Updated on 2024-11-29 GMT+08:00

Creating an Index

Prerequisites

  • You have added the vector permission to the all-index policy by referring to Authentication Based on Ranger if you need to use vector retrieval in Ranger authentication mode.
  • In ACL authentication mode, user elasticsearch has the permission on all interfaces except the unregister interface in vector retrieval by default.

    The unregister interface is used to delete dictionaries. You can delete only the dictionaries created by yourself.

Procedure

The following creates an index named my_index that contains the my_vector field. The field creates a graph index and uses Euclidean distance to measure the similarity. For details about the parameters, see Table 1.

PUT my_index
{
 "settings": {
  "index": {
   "vector": true
  }
},
 "mappings": {
  "properties": {
   "my_vector": {
    "type": "vector",
    "dimension": 2,
    "indexing": true,
    "algorithm": "GRAPH",
    "metric": "euclidean"
   }
  }
 }
}
Table 1 Parameter description

Parameter

Sub-Parameter

Remarks

settings

vector

If vector index acceleration is required, set this parameter to true.

mappings

type

Field type. If this parameter is set to vector, the field is a vector.

dimension

Vector data dimension.

The value ranges from 0 to 4096.

indexing

Whether to enable index acceleration. By default, index acceleration is disabled.

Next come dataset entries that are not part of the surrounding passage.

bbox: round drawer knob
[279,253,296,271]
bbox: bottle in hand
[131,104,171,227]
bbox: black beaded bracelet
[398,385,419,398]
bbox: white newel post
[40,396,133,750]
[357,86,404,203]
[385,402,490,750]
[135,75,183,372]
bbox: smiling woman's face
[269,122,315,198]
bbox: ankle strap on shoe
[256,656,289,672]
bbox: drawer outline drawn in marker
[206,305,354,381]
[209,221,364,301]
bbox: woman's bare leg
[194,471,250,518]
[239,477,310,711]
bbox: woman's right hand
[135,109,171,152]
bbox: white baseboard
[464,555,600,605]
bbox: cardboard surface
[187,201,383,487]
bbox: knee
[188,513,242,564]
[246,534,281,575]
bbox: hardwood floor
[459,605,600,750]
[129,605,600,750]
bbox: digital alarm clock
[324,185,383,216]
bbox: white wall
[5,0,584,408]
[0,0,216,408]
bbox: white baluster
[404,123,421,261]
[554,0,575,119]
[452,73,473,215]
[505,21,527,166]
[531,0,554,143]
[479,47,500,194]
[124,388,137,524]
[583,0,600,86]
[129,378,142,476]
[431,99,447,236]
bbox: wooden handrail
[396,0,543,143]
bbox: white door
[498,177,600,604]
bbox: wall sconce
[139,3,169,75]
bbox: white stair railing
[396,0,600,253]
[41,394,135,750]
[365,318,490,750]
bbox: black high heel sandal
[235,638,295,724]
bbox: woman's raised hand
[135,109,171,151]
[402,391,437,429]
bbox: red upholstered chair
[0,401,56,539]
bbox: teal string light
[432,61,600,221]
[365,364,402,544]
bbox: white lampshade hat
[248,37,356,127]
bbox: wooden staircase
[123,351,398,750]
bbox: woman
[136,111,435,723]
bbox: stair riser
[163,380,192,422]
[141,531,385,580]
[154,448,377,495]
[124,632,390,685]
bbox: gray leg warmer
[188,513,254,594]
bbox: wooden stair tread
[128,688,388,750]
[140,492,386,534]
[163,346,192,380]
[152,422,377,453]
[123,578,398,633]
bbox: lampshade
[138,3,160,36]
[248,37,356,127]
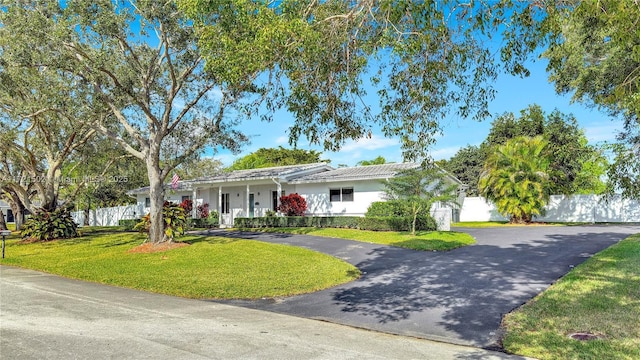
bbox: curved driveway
[210,225,640,348]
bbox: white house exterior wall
[296,180,384,216]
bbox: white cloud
[584,122,623,143]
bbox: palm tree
[479,136,550,223]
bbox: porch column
[246,184,251,217]
[276,183,282,209]
[218,186,222,225]
[191,187,198,219]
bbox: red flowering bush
[278,194,307,216]
[197,203,209,219]
[179,199,193,214]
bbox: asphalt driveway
[212,225,640,348]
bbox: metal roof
[289,163,420,184]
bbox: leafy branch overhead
[179,0,508,159]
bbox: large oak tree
[0,0,516,242]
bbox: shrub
[360,200,437,231]
[278,193,307,216]
[234,216,361,229]
[21,206,78,241]
[179,199,193,214]
[134,201,188,241]
[196,203,209,219]
[118,219,140,231]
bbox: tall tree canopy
[479,136,551,223]
[502,0,640,198]
[228,146,327,170]
[0,0,245,242]
[179,0,499,160]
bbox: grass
[451,221,590,228]
[503,234,640,359]
[239,228,476,251]
[1,229,360,299]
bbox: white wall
[296,180,384,216]
[460,195,640,223]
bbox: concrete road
[211,226,640,349]
[0,266,520,360]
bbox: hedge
[118,219,140,231]
[234,216,361,229]
[234,216,437,231]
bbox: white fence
[460,195,640,223]
[72,205,145,226]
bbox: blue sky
[215,56,622,166]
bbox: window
[271,190,285,211]
[329,188,353,202]
[342,188,353,201]
[220,193,230,214]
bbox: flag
[171,174,180,190]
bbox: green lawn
[1,229,360,299]
[503,234,640,359]
[239,228,476,251]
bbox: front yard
[503,234,640,359]
[1,229,360,299]
[236,227,476,251]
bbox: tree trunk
[147,157,169,244]
[83,205,91,226]
[0,210,8,230]
[9,201,24,230]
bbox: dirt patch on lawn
[127,242,189,254]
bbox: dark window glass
[329,189,340,202]
[342,188,353,201]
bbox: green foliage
[134,201,190,241]
[178,0,501,159]
[439,145,486,196]
[377,165,460,234]
[479,136,550,223]
[228,146,322,170]
[443,105,607,195]
[278,193,307,216]
[191,211,220,228]
[358,214,438,234]
[502,0,640,198]
[234,216,361,228]
[21,206,78,241]
[358,200,437,231]
[234,215,436,231]
[118,219,141,231]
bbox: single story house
[129,163,466,226]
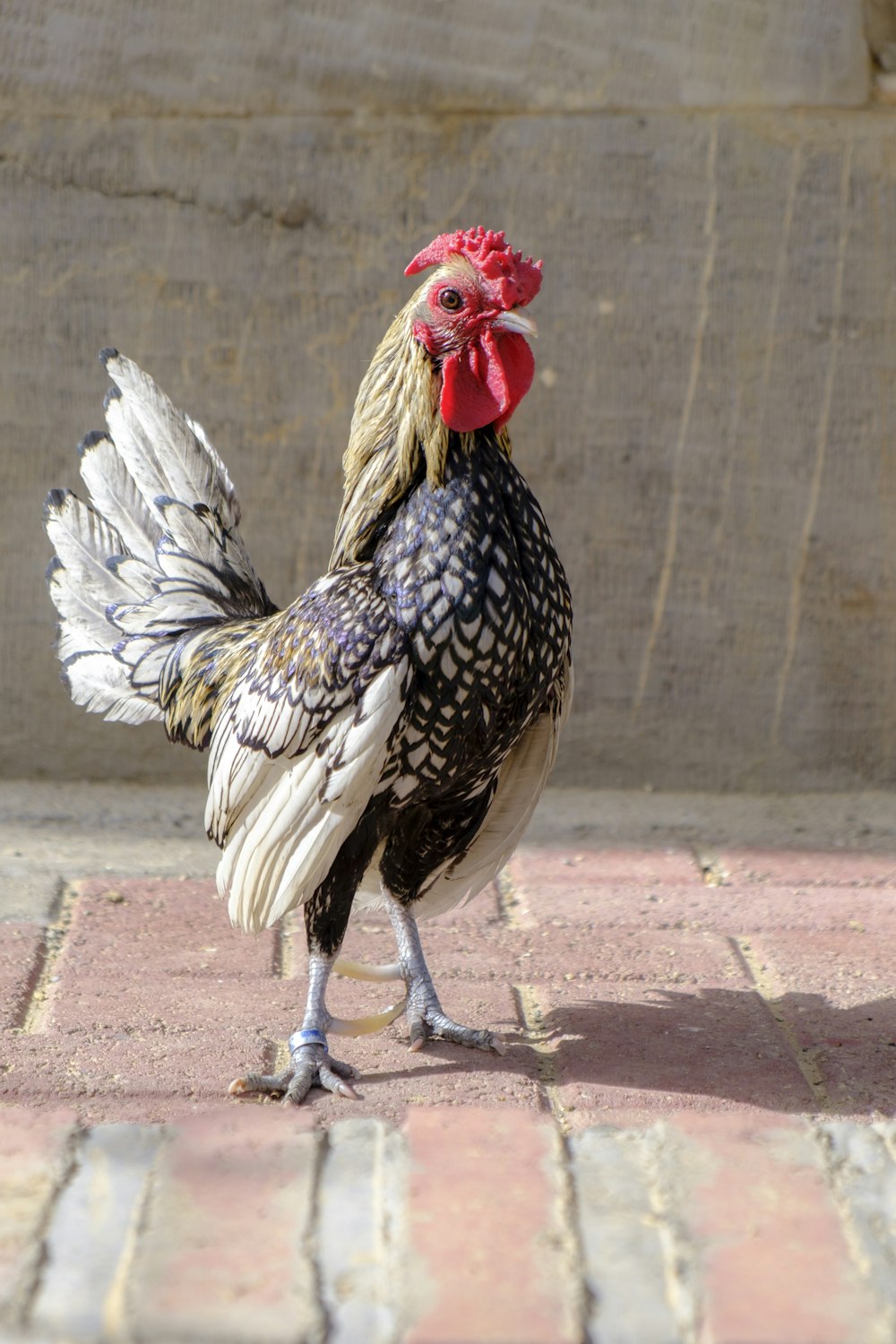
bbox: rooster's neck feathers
[331,290,511,569]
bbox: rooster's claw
[227,1045,361,1107]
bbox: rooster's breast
[376,443,568,795]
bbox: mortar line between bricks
[17,879,78,1037]
[806,1120,896,1344]
[102,1128,170,1340]
[13,1128,87,1328]
[554,1129,598,1340]
[513,986,570,1136]
[304,1129,333,1344]
[495,868,522,929]
[729,935,831,1112]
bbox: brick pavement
[0,787,896,1344]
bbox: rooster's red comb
[404,225,541,308]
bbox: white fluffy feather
[210,659,409,933]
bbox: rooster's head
[404,228,541,433]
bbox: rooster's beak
[492,308,538,338]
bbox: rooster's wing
[205,564,411,932]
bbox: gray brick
[571,1126,678,1344]
[317,1120,399,1344]
[818,1120,896,1317]
[30,1125,161,1340]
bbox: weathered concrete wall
[0,0,896,789]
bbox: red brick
[0,1107,76,1320]
[406,1109,579,1344]
[505,847,702,924]
[751,930,896,1115]
[129,1107,320,1344]
[713,849,896,887]
[676,1116,874,1344]
[536,983,814,1128]
[0,924,44,1030]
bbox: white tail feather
[46,351,272,722]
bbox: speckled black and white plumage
[201,432,571,953]
[41,230,573,1101]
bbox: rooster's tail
[46,349,275,746]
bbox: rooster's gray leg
[229,952,361,1105]
[383,889,506,1055]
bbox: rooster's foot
[407,995,506,1055]
[382,889,506,1055]
[228,1031,361,1107]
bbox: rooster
[46,228,573,1104]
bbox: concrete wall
[0,0,896,790]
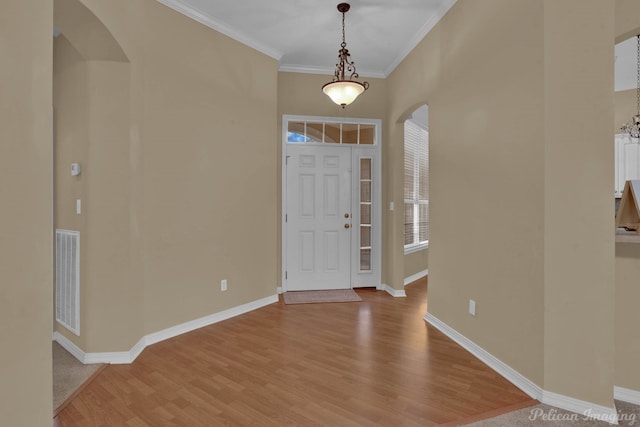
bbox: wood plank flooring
[54,279,530,427]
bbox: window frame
[403,118,429,255]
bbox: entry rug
[282,289,362,304]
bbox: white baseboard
[424,312,622,424]
[53,295,278,365]
[376,283,407,298]
[613,386,640,405]
[404,269,429,286]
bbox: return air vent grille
[56,230,80,335]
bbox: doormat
[282,289,362,304]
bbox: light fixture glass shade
[322,80,366,107]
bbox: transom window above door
[287,121,376,145]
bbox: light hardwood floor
[54,279,536,427]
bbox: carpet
[282,289,362,304]
[53,341,106,417]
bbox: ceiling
[157,0,637,91]
[157,0,456,78]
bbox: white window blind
[404,120,429,249]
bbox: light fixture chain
[636,34,640,116]
[342,12,348,47]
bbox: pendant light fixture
[322,3,369,108]
[620,35,640,138]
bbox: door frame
[279,114,382,292]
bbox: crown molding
[156,0,282,61]
[384,0,458,78]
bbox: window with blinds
[404,119,429,251]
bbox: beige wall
[388,0,614,406]
[55,0,278,352]
[404,249,429,279]
[388,1,544,384]
[615,243,640,391]
[0,0,53,427]
[544,0,615,406]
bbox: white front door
[285,144,352,291]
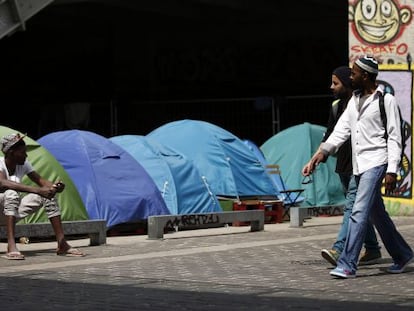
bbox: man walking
[303,56,414,278]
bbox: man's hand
[53,180,65,193]
[385,173,397,194]
[38,186,57,199]
[302,152,328,176]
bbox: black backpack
[377,92,410,166]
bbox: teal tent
[110,135,222,214]
[260,123,345,206]
[0,126,88,223]
[147,120,277,198]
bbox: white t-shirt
[0,157,34,183]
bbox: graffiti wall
[348,0,414,215]
[348,0,414,64]
[377,69,414,214]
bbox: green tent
[260,123,345,206]
[0,126,89,223]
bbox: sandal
[1,251,24,260]
[56,247,85,257]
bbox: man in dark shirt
[302,66,381,266]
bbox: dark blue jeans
[338,164,413,272]
[332,174,380,253]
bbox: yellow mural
[348,0,414,64]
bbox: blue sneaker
[387,256,414,273]
[329,267,356,279]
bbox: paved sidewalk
[0,217,414,311]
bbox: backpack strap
[377,92,388,139]
[332,99,341,119]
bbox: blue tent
[39,130,170,228]
[243,139,304,205]
[260,123,345,206]
[147,120,276,198]
[110,135,221,214]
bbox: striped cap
[0,133,26,153]
[355,55,378,74]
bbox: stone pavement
[0,216,414,311]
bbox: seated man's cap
[0,133,26,153]
[355,55,378,74]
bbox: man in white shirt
[302,56,414,278]
[0,133,84,260]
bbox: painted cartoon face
[354,0,401,43]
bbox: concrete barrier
[0,219,106,246]
[148,210,264,240]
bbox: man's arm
[27,171,65,192]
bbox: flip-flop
[56,247,85,257]
[1,252,24,260]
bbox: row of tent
[0,120,344,228]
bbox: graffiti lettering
[165,214,220,230]
[351,43,408,55]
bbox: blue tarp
[147,120,276,197]
[39,130,170,228]
[260,123,345,206]
[110,135,221,214]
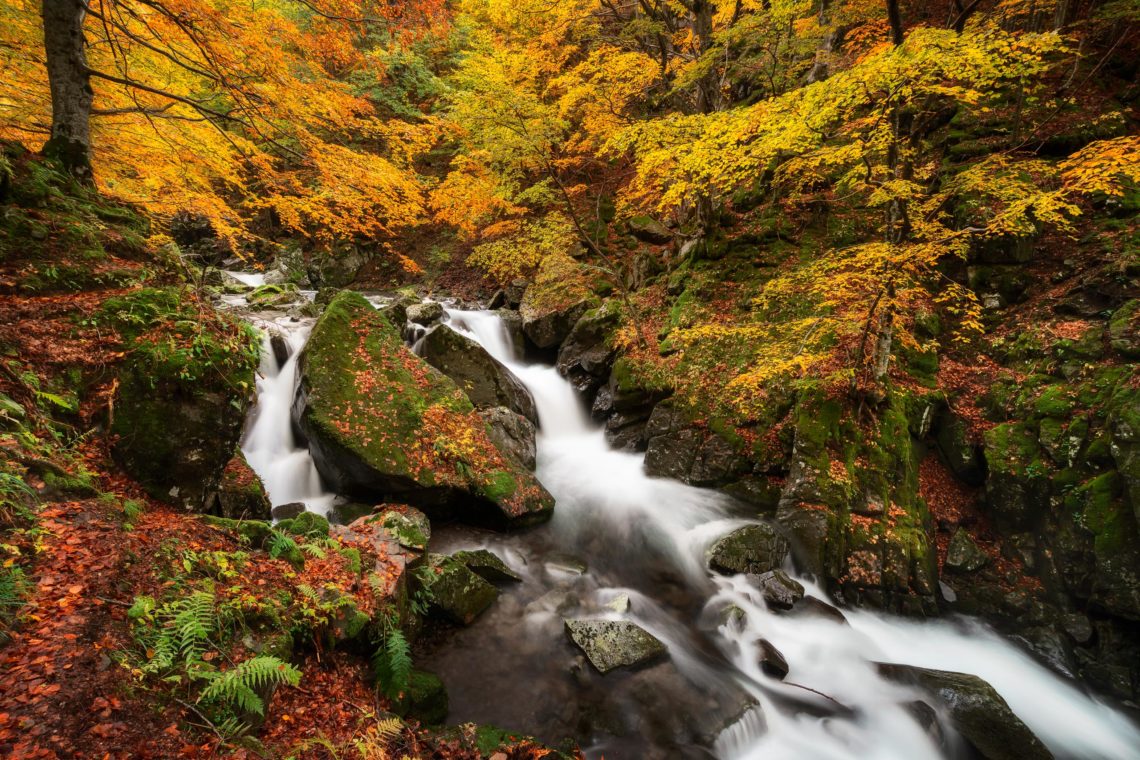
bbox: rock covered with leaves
[294,292,554,524]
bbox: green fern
[267,530,296,559]
[198,655,301,716]
[372,626,412,700]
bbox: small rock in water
[407,301,443,326]
[709,524,788,574]
[748,570,804,610]
[565,620,668,675]
[544,553,589,575]
[757,638,788,680]
[266,501,304,520]
[946,528,990,573]
[605,594,629,613]
[451,549,522,583]
[788,596,850,626]
[878,663,1053,760]
[428,554,498,626]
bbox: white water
[242,319,336,515]
[437,310,1140,760]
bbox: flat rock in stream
[451,549,522,583]
[878,663,1053,760]
[565,620,668,675]
[708,524,789,575]
[420,325,538,424]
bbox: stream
[233,296,1140,760]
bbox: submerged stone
[424,554,498,626]
[451,549,522,583]
[879,663,1053,760]
[565,620,668,675]
[708,524,789,575]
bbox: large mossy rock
[565,620,668,675]
[557,299,621,394]
[879,664,1053,760]
[206,451,272,520]
[106,288,260,512]
[420,325,538,425]
[293,291,554,525]
[519,255,599,349]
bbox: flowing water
[243,300,1140,760]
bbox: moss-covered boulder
[417,325,538,425]
[519,255,599,349]
[206,451,272,520]
[421,554,498,626]
[565,620,668,675]
[879,664,1053,760]
[708,524,788,575]
[293,291,554,525]
[106,288,260,512]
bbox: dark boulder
[418,325,538,424]
[708,523,789,575]
[879,663,1053,760]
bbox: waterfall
[242,319,336,514]
[448,310,1140,760]
[233,293,1140,760]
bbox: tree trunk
[43,0,95,185]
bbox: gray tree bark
[43,0,95,185]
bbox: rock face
[293,292,554,525]
[206,451,272,520]
[424,554,498,626]
[709,524,789,575]
[420,325,538,425]
[405,301,443,327]
[879,664,1053,760]
[557,300,621,395]
[519,255,596,349]
[565,620,667,675]
[479,407,537,472]
[103,288,258,512]
[451,549,522,583]
[645,403,749,485]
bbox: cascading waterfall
[242,319,336,514]
[233,293,1140,760]
[437,310,1140,760]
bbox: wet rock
[424,554,498,626]
[787,596,850,626]
[628,215,673,245]
[544,551,589,575]
[708,523,789,575]
[369,504,431,551]
[756,638,788,680]
[557,300,621,393]
[878,663,1052,760]
[405,301,443,327]
[519,289,591,349]
[565,620,667,675]
[392,670,448,726]
[748,570,804,610]
[946,528,990,573]
[1108,300,1140,359]
[206,451,272,520]
[417,325,538,425]
[293,291,554,525]
[272,501,304,520]
[479,407,537,472]
[451,549,522,583]
[269,330,293,369]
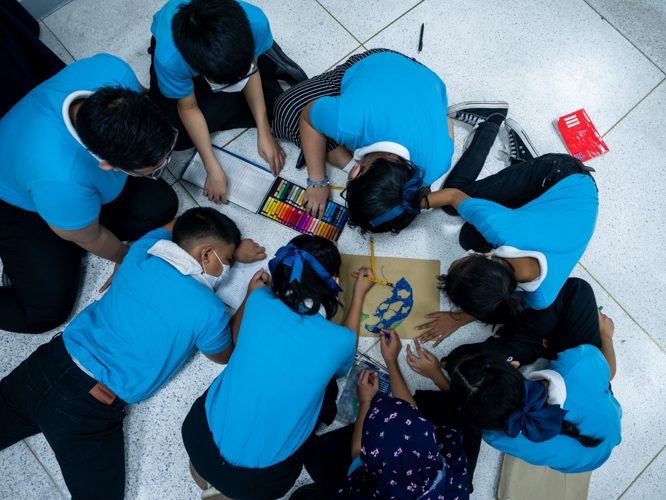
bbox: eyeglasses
[117,128,178,181]
[204,63,259,92]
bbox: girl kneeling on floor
[183,236,373,500]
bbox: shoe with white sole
[446,101,509,125]
[504,118,539,161]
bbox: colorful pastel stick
[273,179,286,198]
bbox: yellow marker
[370,238,377,276]
[352,273,394,287]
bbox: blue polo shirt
[483,345,622,474]
[0,54,136,230]
[62,229,231,403]
[458,174,599,309]
[310,52,453,184]
[150,0,273,99]
[206,288,356,468]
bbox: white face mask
[454,250,491,262]
[204,64,254,92]
[201,250,231,292]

  • true: indicates that index acceleration is enabled.
  • false: indicates that index acceleration is disabled.

algorithm

Index algorithm. This parameter is valid only when indexing is set to true. The default value is GRAPH. Options:

  • FLAT: brute-force algorithm that calculates the distance between the target vector and all vectors in sequence. The algorithm has a considerable calculation workload and its recall rate reaches 100%. Therefore, this algorithm applies to scenarios that require high recall rate accuracy.
  • GRAPH: Graph index that is embedded with the Self-developed HNSW algorithm. This algorithm is mainly used in scenarios where high performance and precision are required and the data volume is less than 10 million.
  • GRAPH_PQ: an algorithm that combines the HNSW algorithm with particle quantification (PQ) index. This algorithm can reduce the storage overhead of original vectors, enabling HNSW to easily support hundreds of millions of data search.

metric

Metric of measuring the distance between vectors. The default value is euclidean. Options:

  • euclidean
  • inner_product
  • cosine
  • hamming